A 14-year-old Loch Raven High School student was arrested Thursday after Baltimore County police said he brought a pellet gun to school.
The incident, which came a day after a school shooting in Florida that left 17 dead, sent Loch Raven students hiding in their classrooms and their parents racing to the school for answers. The school was placed on lockdown as police searched the building.
No one was injured.
The student, whose name has not been released, had shown the pellet gun to another student, County Executive Kevin Kamenetz told reporters gathered near the school.
Police said they later found the gun at the school.
“He discarded it,” said Officer Jennifer Peach, a police spokeswoman.
Charges against the student are pending, police said.
A school resource officer received a tip Thursday morning that a student was concealing a gun in a backpack, county police said. The officer then lost sight of the student and the school was placed on lockdown.
Keith Tillman was in U.S. history class when he saw another student sprint down the hallway, tailed closely by a school police officer.
“They were calling his name, like, ‘Stop! Stop!’” the 18-year-old senior said. “We were like, ‘What’s going on?’ We didn’t know what was happening.”
About three to five minutes later, the school went into lockdown for nearly an hour until the student was arrested.

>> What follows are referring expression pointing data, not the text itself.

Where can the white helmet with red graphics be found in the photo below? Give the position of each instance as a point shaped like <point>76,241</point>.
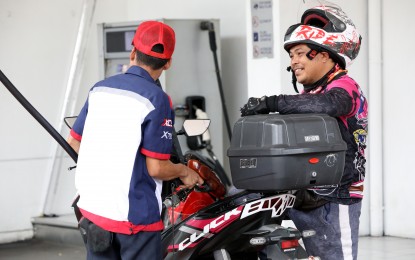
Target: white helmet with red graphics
<point>326,28</point>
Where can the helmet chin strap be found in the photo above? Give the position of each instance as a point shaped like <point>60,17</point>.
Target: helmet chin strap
<point>333,73</point>
<point>294,79</point>
<point>310,55</point>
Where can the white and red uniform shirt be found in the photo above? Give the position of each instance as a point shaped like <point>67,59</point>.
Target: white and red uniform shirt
<point>126,118</point>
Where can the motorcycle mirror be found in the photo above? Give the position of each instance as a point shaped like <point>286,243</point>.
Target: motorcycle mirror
<point>194,127</point>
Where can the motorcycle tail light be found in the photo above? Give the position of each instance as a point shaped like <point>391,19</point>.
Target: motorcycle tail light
<point>255,241</point>
<point>286,244</point>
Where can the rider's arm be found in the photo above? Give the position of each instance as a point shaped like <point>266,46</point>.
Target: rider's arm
<point>335,102</point>
<point>75,144</point>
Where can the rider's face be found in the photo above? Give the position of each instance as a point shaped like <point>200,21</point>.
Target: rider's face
<point>307,71</point>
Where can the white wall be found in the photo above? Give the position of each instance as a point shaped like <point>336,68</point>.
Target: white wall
<point>398,123</point>
<point>35,47</point>
<point>36,50</point>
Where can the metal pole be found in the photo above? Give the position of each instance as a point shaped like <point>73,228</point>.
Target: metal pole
<point>48,127</point>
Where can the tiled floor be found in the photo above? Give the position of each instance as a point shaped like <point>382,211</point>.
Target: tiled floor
<point>376,248</point>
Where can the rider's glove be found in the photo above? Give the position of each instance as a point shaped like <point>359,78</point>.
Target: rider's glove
<point>256,106</point>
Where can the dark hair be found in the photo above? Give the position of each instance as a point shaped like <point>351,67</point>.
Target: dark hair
<point>152,62</point>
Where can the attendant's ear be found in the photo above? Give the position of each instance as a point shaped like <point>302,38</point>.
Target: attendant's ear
<point>167,65</point>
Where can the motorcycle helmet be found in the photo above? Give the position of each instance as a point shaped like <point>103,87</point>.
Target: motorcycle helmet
<point>326,28</point>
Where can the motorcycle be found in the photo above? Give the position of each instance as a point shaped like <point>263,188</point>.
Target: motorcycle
<point>208,222</point>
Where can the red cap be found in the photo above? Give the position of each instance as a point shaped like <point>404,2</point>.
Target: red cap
<point>151,33</point>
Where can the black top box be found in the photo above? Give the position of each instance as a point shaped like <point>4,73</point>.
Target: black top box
<point>286,152</point>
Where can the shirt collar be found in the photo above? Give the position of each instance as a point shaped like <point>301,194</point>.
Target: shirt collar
<point>138,71</point>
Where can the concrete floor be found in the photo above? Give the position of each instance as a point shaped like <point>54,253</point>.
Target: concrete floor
<point>379,248</point>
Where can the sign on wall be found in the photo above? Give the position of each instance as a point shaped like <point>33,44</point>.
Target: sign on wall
<point>262,29</point>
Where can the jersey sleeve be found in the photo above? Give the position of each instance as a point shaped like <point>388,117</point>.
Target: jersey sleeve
<point>335,102</point>
<point>158,130</point>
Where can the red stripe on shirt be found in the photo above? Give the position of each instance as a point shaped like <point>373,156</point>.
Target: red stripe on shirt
<point>76,135</point>
<point>123,227</point>
<point>160,156</point>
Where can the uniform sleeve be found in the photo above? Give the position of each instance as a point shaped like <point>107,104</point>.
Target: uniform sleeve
<point>78,127</point>
<point>336,102</point>
<point>158,131</point>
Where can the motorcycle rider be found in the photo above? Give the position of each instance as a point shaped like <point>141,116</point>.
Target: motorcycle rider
<point>321,47</point>
<point>124,138</point>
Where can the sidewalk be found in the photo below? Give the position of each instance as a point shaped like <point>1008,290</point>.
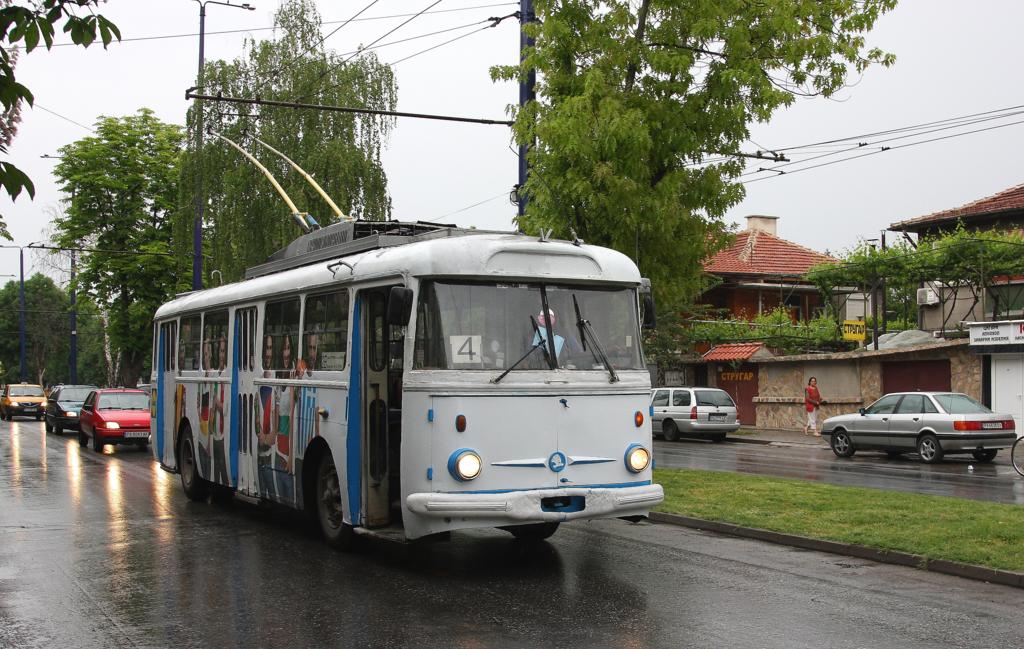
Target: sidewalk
<point>755,435</point>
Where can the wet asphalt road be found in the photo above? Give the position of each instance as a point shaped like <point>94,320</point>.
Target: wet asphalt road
<point>958,476</point>
<point>104,551</point>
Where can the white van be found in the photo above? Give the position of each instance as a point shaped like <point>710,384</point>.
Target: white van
<point>693,413</point>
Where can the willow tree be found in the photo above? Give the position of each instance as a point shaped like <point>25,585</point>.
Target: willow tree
<point>246,220</point>
<point>642,107</point>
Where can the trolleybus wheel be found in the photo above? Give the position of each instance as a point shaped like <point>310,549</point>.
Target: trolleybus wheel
<point>194,485</point>
<point>329,509</point>
<point>534,531</point>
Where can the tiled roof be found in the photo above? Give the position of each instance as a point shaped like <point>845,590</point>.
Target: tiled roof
<point>732,351</point>
<point>1006,201</point>
<point>758,253</point>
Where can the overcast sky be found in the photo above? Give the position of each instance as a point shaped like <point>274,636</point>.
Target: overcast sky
<point>953,58</point>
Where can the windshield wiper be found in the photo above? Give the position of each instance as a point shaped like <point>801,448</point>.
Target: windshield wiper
<point>541,342</point>
<point>586,331</point>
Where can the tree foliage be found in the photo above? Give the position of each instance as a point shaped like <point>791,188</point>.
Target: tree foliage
<point>121,185</point>
<point>975,262</point>
<point>633,97</point>
<point>29,27</point>
<point>246,220</point>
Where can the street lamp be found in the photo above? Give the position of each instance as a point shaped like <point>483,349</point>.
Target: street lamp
<point>198,222</point>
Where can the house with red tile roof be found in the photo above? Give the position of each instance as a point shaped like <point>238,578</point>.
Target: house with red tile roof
<point>760,271</point>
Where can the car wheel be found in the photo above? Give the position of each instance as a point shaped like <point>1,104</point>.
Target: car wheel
<point>841,443</point>
<point>985,455</point>
<point>535,531</point>
<point>330,512</point>
<point>929,448</point>
<point>194,485</point>
<point>669,430</point>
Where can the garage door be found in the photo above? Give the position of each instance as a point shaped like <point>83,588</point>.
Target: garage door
<point>910,376</point>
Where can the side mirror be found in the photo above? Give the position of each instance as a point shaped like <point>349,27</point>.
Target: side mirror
<point>399,306</point>
<point>647,305</point>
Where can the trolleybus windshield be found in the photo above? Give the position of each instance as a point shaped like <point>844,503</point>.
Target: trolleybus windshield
<point>473,326</point>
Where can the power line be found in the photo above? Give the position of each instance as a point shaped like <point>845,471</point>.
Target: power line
<point>325,23</point>
<point>340,109</point>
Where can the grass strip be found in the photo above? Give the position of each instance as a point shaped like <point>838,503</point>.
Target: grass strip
<point>934,526</point>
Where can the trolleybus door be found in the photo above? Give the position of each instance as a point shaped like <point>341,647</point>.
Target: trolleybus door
<point>246,404</point>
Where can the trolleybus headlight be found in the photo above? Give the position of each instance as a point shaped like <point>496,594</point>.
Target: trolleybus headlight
<point>465,465</point>
<point>637,458</point>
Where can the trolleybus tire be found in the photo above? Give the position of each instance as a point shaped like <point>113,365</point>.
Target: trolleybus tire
<point>193,484</point>
<point>985,455</point>
<point>534,531</point>
<point>330,512</point>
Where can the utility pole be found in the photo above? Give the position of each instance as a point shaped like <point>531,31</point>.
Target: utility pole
<point>526,94</point>
<point>73,360</point>
<point>200,197</point>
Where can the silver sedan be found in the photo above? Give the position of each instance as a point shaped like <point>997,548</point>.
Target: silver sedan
<point>933,424</point>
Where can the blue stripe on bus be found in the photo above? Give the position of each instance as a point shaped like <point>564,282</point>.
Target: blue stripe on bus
<point>161,359</point>
<point>353,442</point>
<point>615,485</point>
<point>236,402</point>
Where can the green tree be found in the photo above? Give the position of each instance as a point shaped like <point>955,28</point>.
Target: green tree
<point>642,107</point>
<point>246,220</point>
<point>46,331</point>
<point>122,190</point>
<point>25,26</point>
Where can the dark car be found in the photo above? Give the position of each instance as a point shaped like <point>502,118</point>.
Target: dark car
<point>62,406</point>
<point>115,416</point>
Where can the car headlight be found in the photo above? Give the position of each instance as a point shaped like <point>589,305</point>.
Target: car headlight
<point>465,465</point>
<point>637,458</point>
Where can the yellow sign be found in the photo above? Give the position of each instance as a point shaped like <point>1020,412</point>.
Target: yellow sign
<point>854,330</point>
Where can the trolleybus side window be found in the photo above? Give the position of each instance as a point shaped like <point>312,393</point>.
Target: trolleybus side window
<point>215,341</point>
<point>188,344</point>
<point>325,332</point>
<point>281,333</point>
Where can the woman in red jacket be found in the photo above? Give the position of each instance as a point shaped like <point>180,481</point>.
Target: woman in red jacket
<point>812,401</point>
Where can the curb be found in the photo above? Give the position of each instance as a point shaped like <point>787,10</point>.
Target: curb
<point>980,573</point>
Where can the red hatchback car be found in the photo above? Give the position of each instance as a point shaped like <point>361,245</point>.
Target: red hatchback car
<point>115,416</point>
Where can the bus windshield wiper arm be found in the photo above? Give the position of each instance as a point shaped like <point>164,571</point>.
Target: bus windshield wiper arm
<point>542,341</point>
<point>588,332</point>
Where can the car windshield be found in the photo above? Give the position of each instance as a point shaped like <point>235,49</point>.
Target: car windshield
<point>463,326</point>
<point>124,401</point>
<point>714,397</point>
<point>26,390</point>
<point>960,404</point>
<point>74,394</point>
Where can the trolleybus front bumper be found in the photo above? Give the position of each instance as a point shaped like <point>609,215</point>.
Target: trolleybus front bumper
<point>540,505</point>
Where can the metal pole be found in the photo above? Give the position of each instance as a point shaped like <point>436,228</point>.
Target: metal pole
<point>20,299</point>
<point>73,361</point>
<point>526,94</point>
<point>198,222</point>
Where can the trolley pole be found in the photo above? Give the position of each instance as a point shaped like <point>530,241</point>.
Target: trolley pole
<point>526,94</point>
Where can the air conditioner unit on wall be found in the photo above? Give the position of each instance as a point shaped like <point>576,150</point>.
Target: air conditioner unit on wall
<point>927,297</point>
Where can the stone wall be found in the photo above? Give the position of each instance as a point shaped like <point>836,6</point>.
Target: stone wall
<point>780,382</point>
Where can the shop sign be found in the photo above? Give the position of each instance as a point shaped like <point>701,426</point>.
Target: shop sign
<point>854,330</point>
<point>997,333</point>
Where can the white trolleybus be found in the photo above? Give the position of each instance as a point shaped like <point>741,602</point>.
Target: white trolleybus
<point>410,379</point>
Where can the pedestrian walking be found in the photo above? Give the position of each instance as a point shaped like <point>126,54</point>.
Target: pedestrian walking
<point>812,401</point>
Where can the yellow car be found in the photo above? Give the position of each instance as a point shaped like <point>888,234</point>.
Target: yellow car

On the fourth floor, Jordan Staten and other students in a college algebra class took cover behind a teacher’s desk and watched police descend on the school via a live feed from a news helicopter overhead.
“We were really scared,” said Staten, 18, of Parkville. “It was really awkward. We didn’t really know what to do, just [had to] sit there and wait. Whenever we heard a small noise or something, we’d freak out.”
Many parents expressed anger that they only heard about the incident from their children, and received no information during the lockdown from school officials.
Cierra Brown had been doing laundry at her home in Parkville when her daughter texted her from a friend’s phone.
“She said that the school was on lockdown, somebody came to school with a gun — and she said, ‘I love you,’ as if that was the last time we were going to talk,” Brown said.
Brown stayed in constant contact with her daughter to make sure she was OK and ask her what was happening. She told her to try to find a closet or somewhere else to hide.
“I feel like I should have gotten a phone call from the school,” Brown said. “Somebody should have called us and let us know immediately. As soon as they knew something was wrong, I feel like they should have told the parents that our students were in danger.”
Mychael Dickerson, chief of staff to schools Superintendent Verletta White, said officials sent two messages to parents — one at the beginning of the lockdown and one when it was lifted. A third message was planned for Thursday evening to let parents know counselors would be available at the school Friday, he said.
Sinthya Bonilla, of Parkville, was cleaning her house when she checked her phone and saw two missed calls and a flurry of text messages from her daughter, Alejandra, a junior at the school.
“Mommy, Mommy, somebody has a gun,” her daughter told her when she hurriedly called her back.
Bonilla was among a crowd of parents who rushed to the school upon hearing the news. Short of breath and shaking, she gazed down the hill at the school as she recalled her harrowing afternoon.
She also said she’d received no phone call or email about the incident from the school as of Thursday afternoon.
Ashley Mullaney, whose has an 11th-grader at the school, assumed the worst when she heard about the lockdown. Wednesday’s mass shooting at a school in Florida was on her mind as she ran two red lights on her way to Loch Raven High in her haste to get to her son, she said.
“What if I get a phone call that that’s my son bleeding out on the floor, and I send my last words to him?” she said, visibly upset. “I’m sure other parents did in Florida yesterday. It’s disgusting that we have to live as parents like that.”
Baltimore County added $3.7 million in security in school security improvements, including a surveillance camera system with footage that can be viewed in real time by county police as well as school police. The investment followed an August 2012 shooting at Perry Hall High School that injured a 17-year-old special needs student.
“We’ve invested a significant amount of money to bolster the security of our schools in terms,” Kamenetz said Thursday.
The county executive praised the school system and police department’s handling of the situation.
“All of our nerves are on edge here,” he said. “The first responsibility is to make sure the students are safe and that they apprehend the boy that had the replica weapon. Then we can notify the parents once everything has been taken care of. I think that was done.”
“School’s going to be open tomorrow,” he added. “We’re going to get back to normal.”